Врач умолк, и Поликарпов увидел, что голова его дрожит в нервном тике.

- Простите, пан Поликарпов, - сказал врач, перехватив его взгляд. - Я родился во Львове. Тогда это была еще панская Польша. Потом в наш город пришла Советская власть, я начал учиться в политехническом институте, но - гитлеровская война, контузия, плен...

Врач снова умолк. Тишина длилась долго, и она будто бы все больше и больше сгущалась, тяжелее давила, словно была это уже не каюта, а склеп, из которого Поликарпову никогда не вырваться.

Эту тишину вдруг нарушил негромкий голос:

- В вашем организме не может быть микробактерии Ганзена...

Только тут Поликарпов увидел, что дверь в соседний отсек изолятора открыта. Оттуда и доносились слова-по-русски, но с очень сильным акцентом. Поликарпов сразу понял, кто это говорит.

- Я хочу сказать, - продолжал тот же голос, - вы совершенно здоровы. Вы напрасно волнуетесь.

Через несколько секунд оба они уже были в соседнем отсеке.

- Вы говорите по-русски, товарищ? - спрашивал Поликарпов. (В первый момент это поразило его больше всего.)

- Очьень пльохо, - услышал он. - Я изучайль самоучка.

И тут-то Поликарпов наконец осознал, что же именно сказал его спутник!

- Понимаете, - проговорил он с широкой, прямо-таки хмельной улыбкой, - я помощник капитана советского судна "Василий Петров". А сейчас мы на польском, у друзей. Здесь товарищи наши! Вы слышали? Польская Народная Республика - Варшава, Гданьск?

Ему казалось, что именно это он и должен прежде всего сообщить своему странному спутнику.

- Меня зовут Таг Этдин Абуделькад, - ответил тот, и хотя голос его с каждым словом слабел, говорил он попрежнему очень отчетливо. - Остров, где мы встретились с вами, не лепрозорий. - Он лежал на спине, перебинтованный с головы до ног, и только переводил глаза, глядя то на судового врача, то на Поликарпова. - Это не лепрозорий, - повторил он. Это... Я скажу... Это фабрика смерти.

- Но погодите, товарищ! - Поликарпов все еще не мог справиться с возбуждением и лихорадочно смеялся. - Что вы говорите? Как вас понимать?

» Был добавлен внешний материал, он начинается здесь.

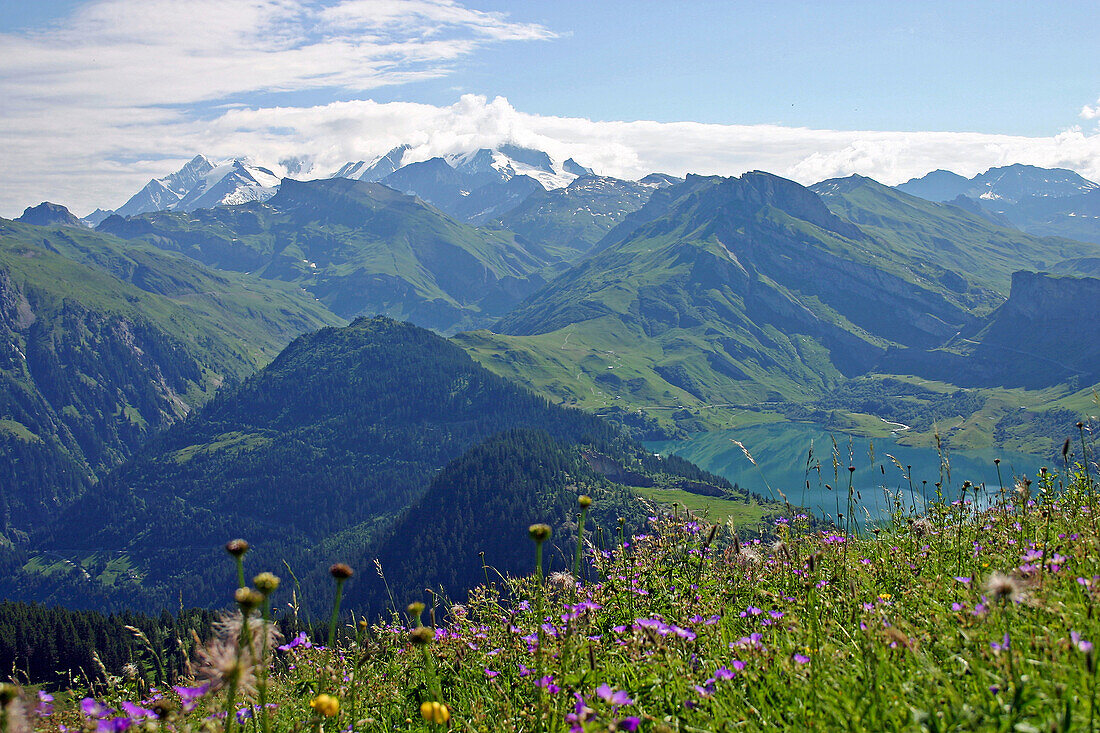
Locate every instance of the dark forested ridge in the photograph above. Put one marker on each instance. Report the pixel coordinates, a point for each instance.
(309, 459)
(102, 343)
(61, 646)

Абуделькад приподнялся на койке.

- Это склад запасных частей человеческих! - крикнул он и вытянулся на своем ложе.

9. ГЛАВА БЕЗ НАЗВАНИЯ

Судовой врач склонился над Абуделькадом, потом схватился за шприц.

Поликарпов вернулся в свой отсек. Он повалился на койку, закрыл глаза и вдруг увидел три пальмы и Сайда около них. "Она ушла, - раздался его печальный голос. - Мы проводили ее".

Воспоминания всплывали в мозгу Поликарпова в обратном порядке.